Leandro, Graciele, Edelvânia e Evandro são condenados

Sepé Tiaraju 15 março, 2019 Fonte: Correio do Povo

Sexta-feira, 15 de março de 2019. Quase cinco anos após a morte de Bernardo Uglione Boldrini, a justiça proferiu a sentença: Leandro Boldrini, pai de Bernardo; Graciele Ugulini, a madrasta; a assistente social Edelvânia Wirganovicz e seu irmão Evandro foram condenados pelo Conselho de Sentença. Leandro Boldrini foi condenado por unanimidade por homicídio qualificado de motivo torpe, fútil, dissimulação, ocultação de cadáver e falsidade ideológica. A madrasta Graciele Ugulini foi condenada por homicídio de motivo torpe, fútil, emprego de veneno, dissimulação e ocultação de cadáver. Edelvânia Wirganovicz foi condenada por homicídio e ocultação de cadáver. Evandro Wirganovicz foi absolvido em relação ao homicídio e condenado na forma simples do delito.

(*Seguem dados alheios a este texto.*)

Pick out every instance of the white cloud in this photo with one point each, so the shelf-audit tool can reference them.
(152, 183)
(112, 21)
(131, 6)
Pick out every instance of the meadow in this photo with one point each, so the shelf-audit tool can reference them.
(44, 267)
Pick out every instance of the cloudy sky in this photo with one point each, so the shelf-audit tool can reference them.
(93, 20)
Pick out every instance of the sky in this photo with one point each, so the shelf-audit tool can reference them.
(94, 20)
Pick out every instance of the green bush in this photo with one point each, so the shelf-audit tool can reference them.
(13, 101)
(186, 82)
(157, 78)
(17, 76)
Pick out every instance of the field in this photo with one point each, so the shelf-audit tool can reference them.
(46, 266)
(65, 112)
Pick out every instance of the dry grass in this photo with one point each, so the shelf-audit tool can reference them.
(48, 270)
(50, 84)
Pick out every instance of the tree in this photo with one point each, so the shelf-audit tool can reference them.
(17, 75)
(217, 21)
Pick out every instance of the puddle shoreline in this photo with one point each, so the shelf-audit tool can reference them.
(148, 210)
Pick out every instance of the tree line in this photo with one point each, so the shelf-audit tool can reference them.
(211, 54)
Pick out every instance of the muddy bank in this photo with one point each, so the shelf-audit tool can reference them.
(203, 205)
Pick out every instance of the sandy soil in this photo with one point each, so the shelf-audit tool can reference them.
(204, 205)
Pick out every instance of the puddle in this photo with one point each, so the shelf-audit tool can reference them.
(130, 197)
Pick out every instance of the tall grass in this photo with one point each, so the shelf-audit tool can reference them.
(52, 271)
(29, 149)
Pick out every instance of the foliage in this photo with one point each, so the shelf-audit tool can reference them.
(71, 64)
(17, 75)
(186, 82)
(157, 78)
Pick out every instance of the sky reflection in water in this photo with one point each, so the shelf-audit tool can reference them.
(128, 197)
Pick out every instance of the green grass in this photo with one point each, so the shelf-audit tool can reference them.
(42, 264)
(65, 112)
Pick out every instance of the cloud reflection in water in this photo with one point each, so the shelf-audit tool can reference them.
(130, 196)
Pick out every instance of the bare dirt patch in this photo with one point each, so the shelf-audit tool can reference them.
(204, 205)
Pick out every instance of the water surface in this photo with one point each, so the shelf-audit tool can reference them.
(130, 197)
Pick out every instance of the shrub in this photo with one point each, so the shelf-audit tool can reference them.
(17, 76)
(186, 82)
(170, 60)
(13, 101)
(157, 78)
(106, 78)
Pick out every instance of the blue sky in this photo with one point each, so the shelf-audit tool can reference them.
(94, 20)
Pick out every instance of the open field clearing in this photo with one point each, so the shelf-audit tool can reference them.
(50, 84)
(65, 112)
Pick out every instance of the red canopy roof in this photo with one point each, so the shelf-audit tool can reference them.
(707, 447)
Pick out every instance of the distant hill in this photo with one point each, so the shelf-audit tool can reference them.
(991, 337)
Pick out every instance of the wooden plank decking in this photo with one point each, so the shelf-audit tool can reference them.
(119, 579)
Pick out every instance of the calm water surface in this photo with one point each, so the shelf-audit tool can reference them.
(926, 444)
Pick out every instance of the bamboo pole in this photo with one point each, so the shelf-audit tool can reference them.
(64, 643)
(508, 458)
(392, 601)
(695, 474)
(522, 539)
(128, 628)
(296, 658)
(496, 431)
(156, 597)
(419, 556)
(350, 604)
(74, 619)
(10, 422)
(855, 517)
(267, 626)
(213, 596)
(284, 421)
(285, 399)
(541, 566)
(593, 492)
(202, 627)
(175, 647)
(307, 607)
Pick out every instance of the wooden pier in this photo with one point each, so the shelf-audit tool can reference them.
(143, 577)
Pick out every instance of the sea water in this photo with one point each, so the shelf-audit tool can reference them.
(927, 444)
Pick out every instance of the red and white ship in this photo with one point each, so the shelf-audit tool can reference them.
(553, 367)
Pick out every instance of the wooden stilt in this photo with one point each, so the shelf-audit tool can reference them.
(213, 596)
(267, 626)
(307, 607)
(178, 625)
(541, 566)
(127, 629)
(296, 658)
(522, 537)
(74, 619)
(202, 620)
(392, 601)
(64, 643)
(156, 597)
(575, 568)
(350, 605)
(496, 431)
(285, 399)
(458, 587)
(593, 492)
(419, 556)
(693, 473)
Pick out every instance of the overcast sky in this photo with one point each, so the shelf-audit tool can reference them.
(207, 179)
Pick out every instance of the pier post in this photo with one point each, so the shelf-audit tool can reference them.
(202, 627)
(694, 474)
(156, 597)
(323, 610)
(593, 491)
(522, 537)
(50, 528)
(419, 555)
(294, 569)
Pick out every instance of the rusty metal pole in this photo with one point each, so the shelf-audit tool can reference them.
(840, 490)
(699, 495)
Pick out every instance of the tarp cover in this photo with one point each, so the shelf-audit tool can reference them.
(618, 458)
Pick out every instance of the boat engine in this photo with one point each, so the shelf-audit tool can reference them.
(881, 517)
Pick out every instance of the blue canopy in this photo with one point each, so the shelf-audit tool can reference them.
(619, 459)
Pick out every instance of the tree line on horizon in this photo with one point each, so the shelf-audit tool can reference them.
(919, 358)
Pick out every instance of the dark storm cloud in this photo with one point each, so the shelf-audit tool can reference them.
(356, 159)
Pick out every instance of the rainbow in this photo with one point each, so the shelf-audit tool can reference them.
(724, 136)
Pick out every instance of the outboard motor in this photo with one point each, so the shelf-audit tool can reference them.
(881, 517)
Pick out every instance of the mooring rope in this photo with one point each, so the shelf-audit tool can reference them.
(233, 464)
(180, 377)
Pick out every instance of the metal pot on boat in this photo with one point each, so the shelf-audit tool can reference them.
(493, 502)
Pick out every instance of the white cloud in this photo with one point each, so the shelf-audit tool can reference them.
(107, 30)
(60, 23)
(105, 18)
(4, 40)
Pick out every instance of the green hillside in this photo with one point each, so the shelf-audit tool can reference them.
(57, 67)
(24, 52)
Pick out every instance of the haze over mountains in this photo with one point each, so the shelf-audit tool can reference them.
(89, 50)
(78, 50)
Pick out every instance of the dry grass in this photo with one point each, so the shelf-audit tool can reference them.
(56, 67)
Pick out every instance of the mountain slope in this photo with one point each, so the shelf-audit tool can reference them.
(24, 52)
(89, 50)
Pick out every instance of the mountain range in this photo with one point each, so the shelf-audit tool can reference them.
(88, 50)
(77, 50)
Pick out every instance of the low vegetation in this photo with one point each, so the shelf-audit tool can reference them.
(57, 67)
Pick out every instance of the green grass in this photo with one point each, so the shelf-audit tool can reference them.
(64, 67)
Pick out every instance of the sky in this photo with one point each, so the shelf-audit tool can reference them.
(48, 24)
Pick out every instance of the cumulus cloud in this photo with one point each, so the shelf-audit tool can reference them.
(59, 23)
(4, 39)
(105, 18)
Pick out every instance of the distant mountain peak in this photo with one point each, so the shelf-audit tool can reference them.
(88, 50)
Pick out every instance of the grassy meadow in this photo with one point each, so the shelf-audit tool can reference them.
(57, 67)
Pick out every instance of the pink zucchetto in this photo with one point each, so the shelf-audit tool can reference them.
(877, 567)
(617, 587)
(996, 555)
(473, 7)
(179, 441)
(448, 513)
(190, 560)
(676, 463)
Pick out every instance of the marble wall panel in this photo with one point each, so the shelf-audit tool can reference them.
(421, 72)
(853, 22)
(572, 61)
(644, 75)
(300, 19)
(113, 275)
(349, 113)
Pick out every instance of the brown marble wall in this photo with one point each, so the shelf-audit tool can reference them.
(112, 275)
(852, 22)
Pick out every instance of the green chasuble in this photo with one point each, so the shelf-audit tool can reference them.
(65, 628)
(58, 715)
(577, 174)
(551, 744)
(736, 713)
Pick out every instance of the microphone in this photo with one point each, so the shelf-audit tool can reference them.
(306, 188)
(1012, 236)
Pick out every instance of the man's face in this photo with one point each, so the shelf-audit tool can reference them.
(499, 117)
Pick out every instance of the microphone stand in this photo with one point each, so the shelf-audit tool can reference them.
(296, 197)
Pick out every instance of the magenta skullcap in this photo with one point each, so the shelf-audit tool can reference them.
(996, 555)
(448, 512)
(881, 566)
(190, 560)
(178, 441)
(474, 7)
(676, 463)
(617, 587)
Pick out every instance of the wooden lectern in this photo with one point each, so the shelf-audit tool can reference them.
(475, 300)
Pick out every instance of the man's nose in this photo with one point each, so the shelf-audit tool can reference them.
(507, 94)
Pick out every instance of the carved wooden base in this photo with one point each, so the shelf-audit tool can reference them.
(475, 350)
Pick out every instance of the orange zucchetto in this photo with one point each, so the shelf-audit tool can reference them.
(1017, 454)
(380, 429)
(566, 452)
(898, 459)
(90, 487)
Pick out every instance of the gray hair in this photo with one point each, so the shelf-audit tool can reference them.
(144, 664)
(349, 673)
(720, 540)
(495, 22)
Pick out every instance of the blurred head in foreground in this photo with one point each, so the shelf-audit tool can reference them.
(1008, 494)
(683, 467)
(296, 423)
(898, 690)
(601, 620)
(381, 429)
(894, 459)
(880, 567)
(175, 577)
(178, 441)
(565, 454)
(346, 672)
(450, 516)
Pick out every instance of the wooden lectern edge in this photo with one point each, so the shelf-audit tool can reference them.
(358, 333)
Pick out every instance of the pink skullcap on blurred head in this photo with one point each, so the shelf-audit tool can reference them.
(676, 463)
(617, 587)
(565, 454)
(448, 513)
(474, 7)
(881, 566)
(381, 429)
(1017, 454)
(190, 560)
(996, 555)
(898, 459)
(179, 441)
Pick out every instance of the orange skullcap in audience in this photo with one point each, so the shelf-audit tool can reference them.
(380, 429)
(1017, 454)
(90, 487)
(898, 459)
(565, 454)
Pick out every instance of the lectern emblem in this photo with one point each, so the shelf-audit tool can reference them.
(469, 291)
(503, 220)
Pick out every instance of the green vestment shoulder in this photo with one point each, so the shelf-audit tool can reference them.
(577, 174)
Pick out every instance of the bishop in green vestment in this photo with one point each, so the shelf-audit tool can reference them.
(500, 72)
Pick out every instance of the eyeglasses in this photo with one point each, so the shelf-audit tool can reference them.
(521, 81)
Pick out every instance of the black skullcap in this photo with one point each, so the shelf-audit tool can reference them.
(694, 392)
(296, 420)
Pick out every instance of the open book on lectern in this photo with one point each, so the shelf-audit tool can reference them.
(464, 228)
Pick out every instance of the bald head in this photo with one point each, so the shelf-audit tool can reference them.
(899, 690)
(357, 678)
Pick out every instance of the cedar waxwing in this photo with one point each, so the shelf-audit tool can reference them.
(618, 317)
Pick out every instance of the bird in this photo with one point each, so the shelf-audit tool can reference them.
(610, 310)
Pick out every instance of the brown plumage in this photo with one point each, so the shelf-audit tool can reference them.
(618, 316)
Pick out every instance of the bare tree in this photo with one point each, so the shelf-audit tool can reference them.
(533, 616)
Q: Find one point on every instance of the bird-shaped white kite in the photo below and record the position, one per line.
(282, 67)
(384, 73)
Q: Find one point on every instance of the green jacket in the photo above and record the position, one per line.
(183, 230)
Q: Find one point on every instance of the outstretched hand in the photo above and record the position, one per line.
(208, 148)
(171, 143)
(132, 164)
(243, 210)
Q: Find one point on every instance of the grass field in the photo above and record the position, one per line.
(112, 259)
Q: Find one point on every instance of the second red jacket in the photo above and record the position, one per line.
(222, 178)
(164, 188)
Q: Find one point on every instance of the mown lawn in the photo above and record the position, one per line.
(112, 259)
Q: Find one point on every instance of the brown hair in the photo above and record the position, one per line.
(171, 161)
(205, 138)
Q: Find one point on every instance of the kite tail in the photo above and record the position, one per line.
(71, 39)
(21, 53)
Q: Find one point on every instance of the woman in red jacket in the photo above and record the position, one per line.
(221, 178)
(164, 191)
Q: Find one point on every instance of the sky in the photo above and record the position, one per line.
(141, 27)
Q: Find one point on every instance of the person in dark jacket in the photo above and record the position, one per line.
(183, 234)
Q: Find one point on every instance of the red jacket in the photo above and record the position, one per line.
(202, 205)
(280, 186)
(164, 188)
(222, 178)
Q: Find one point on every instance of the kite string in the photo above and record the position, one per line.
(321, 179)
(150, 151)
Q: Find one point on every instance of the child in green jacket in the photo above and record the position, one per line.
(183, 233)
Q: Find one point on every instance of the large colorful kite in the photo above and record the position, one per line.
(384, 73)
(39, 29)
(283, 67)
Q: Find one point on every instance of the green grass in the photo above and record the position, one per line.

Leandro foi sentenciado a um total de 33 anos e 8 meses de reclusão. Em razão do tempo já cumprido de prisão desde 2014, restam oito anos de prisão a serem cumpridos pelo pai de Bernardo. Sendo 30 anos e 8 meses por homicídio, 2 anos por ocultação de cadáver e 1 ano por falsidade ideológica. A juíza citou a existência de personalidade dissonante, perversidade e a premeditação do crime.

Graciele foi sentenciada a 34 anos e 7 meses de prisão em regime fechado, sendo: 32 anos e 8 meses por homicídio e 1 ano e 11 meses por ocultação de cadáver. Em razão do período já cumprido (prisão preventiva), a madrasta de Bernardo ainda irá cumprir um tempo superior a 8 anos. Foi relatada a frieza emocional, insensibilidade e dissimulação da madrasta de Bernardo e a confissão da ocultação de cadáver.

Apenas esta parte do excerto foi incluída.